È affascinante come gli stati d’animo dei protagonisti vengano comunicati visivamente tramite una sorta di “scenografia” o di set teatrale, anche perché in mancanza di una rappresentazione dettagliata dei visi, il gioco rinuncia alla mimica facciale e ripiega sul “mood” e sull’atmosfera, tramite la colonna sonora e il sound design curati in maniera eccellente da Eli Rainsberry, che adatta la musica alle diverse fasce del giorno, ai momenti in cui i protagonisti sono soli o in compagnia, alle diverse aree della casa.
L’insicurezza e l’umore di Bo e Ao coprono ogni interazione, qualsiasi dialogo sembra in secondo piano rispetto all’amarezza di dover lasciare un porto sicuro. Anche la presenza di Gi, un demone interiore—che in realtà ha pochissimo spazio—non riesce a distogliere l’attenzione dalla pesantezza del momento, e non definisce qualcos’altro della personalità di Ao e Bo. Il demone di Bo occupa uno spazio fisico, in camera da letto e in uno stanzino dotato di televisione, e per quanto i dialoghi cerchino di rappresentare un tormento interiore fatto di rimorsi, insoddisfazione e paura per il futuro con una forte carica metaforica, il risultato finale appare superficiale. Degli altri personaggi che popolano la vita dei due protagonisti non resta veramente nulla, solo alcuni nomi in scene che ogni tanto Bo e Ao ricordano tra una conversazione malinconica e l’altra.

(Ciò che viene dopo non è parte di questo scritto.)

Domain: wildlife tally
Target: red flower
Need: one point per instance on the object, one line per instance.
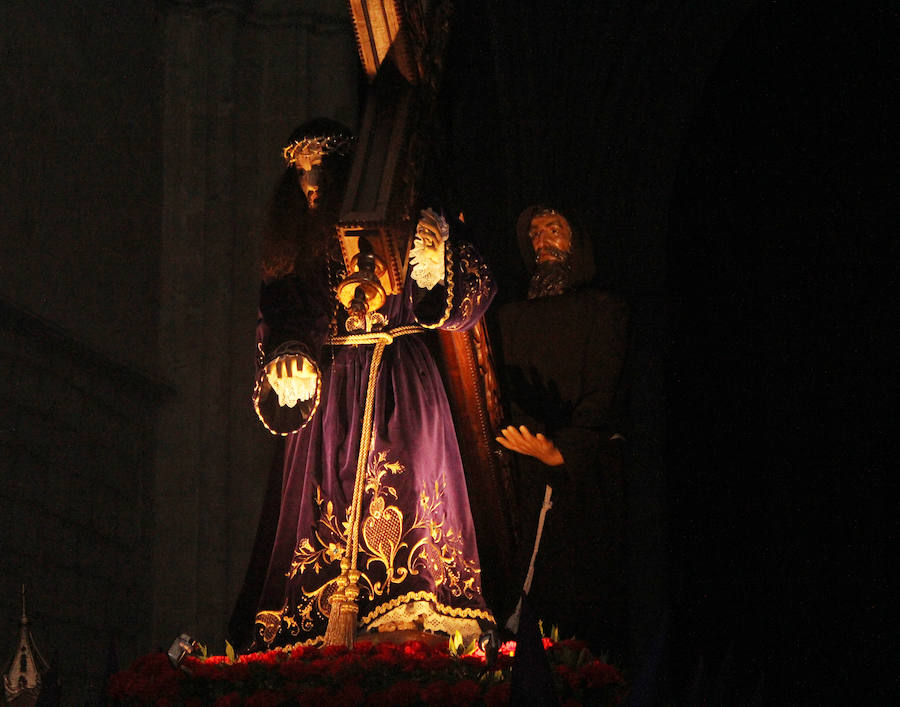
(267, 658)
(229, 700)
(345, 667)
(400, 694)
(333, 651)
(239, 672)
(297, 669)
(437, 694)
(348, 696)
(466, 692)
(265, 698)
(497, 695)
(299, 652)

La grafica low-poly pulita e le musiche rendono l’esperienza di gioco piacevole, ma la scarsa fluidità nei movimenti dei personaggi e molti tempi morti allontanano No Longer Home dal modello a cui probabilmente si ispira, Kentucky Route Zero, uscito nel 2013. Il riferimento diventa palese in una scena con Bo (“Sullo schermo c’è un uomo ad una pompa di benzina con il suo cane”, incipit indimenticabile del titolo di Cardboard Computer), ma No Longer Home riesce solo a trasmettere malinconia e straniamento, mentre manca una concatenazione memorabile di eventi; e manca, in queste due ore di avventura, anche la critica sociale sui grandi temi che caratterizza Kentucky Route Zero (che si occupa della Grande Depressione, di cosa c’è dopo la morte, degli esclusi sociali).

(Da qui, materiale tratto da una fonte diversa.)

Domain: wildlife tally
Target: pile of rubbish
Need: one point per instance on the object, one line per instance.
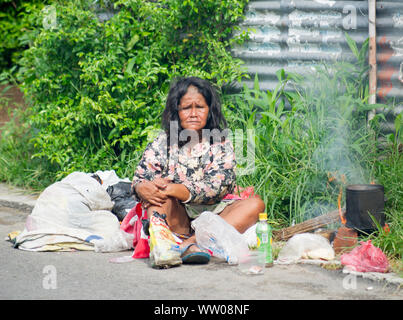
(96, 211)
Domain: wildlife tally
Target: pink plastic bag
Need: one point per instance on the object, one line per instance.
(366, 258)
(132, 224)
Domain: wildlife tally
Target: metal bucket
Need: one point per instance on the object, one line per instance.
(362, 202)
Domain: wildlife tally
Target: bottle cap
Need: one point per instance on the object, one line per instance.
(262, 216)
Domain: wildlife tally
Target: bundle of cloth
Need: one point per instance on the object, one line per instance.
(75, 214)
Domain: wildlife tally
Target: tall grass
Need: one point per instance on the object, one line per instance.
(310, 140)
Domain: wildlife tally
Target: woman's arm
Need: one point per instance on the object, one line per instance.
(151, 167)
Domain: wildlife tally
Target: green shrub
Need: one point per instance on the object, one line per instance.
(17, 17)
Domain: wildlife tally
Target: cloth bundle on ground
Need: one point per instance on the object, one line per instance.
(75, 214)
(122, 198)
(135, 218)
(306, 246)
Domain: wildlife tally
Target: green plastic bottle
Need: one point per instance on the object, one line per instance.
(264, 240)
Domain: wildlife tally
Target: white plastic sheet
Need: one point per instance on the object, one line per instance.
(71, 214)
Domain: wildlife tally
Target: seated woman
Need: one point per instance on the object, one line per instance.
(183, 173)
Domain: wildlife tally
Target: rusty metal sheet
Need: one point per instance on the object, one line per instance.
(295, 35)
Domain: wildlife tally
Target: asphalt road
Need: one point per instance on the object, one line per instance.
(87, 275)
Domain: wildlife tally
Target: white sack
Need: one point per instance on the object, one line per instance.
(306, 246)
(77, 209)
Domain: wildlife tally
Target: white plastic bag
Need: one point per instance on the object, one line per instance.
(119, 241)
(305, 246)
(223, 240)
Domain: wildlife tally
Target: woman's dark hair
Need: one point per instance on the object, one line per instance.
(178, 89)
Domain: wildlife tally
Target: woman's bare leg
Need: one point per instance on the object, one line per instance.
(176, 216)
(241, 214)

L’unica eccezione è il non-binarism di Bo, che emerge di frequente: sull’argomento non c’è quasi mai un focus totale, ma è un tema che aleggia nel gioco, essendo parte della sua quotidianità. All’inizio può essere confusionario per un lettore che non sia abituato o informato sull’uso del pronome neutro “they” in lingua inglese, ma No Longer Home presenta la questione genderqueer senza uno scopo didattico o un intento che non sia quello di rappresentare il personaggio di Bo in un frammento della sua vita.

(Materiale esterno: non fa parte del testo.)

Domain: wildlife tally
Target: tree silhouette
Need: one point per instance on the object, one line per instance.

«La precarietà e l’identità sono temi dominanti nella storia. Gli eventi del videogioco si basano sulle nostre esperienze, in un momento in cui ci sentivamo disillusi dalla vita dopo l’università e stavamo cercando di capire cosa fare dopo» racconta Cel Davison, lead writer del gioco. «No Longer Home riguarda l’esplorare il nostro posto nel mondo e il restare meravigliati dalla vita di tutti i giorni».
Al di là delle scelte linguistiche e stilistiche, No Longer Home ci racconta una storia che abbiamo vissuto o che vivremo tutti. Come dice Ao: “A volte vorrei scomparire; dissolvermi in un milione di particelle… Semplicemente chiudere gli occhi e spegnere la mia esistenza. Nessun ricordo di me; solo parte dell’aria”. L’opera di Humble Grove ci racconta la difficoltà nel diventare adulti e l’angoscia che comporta, ci racconta lo sgretolamento del senso di appartenenza e di quella “togetherness” che da adolescenti e giovani adulti cerchiamo ancora di rincorrere, mentre le nostre vite ci portano altrove. Ma forse ce ne parla anche per ricordarci che non siamo gli unici a sperimentarlo.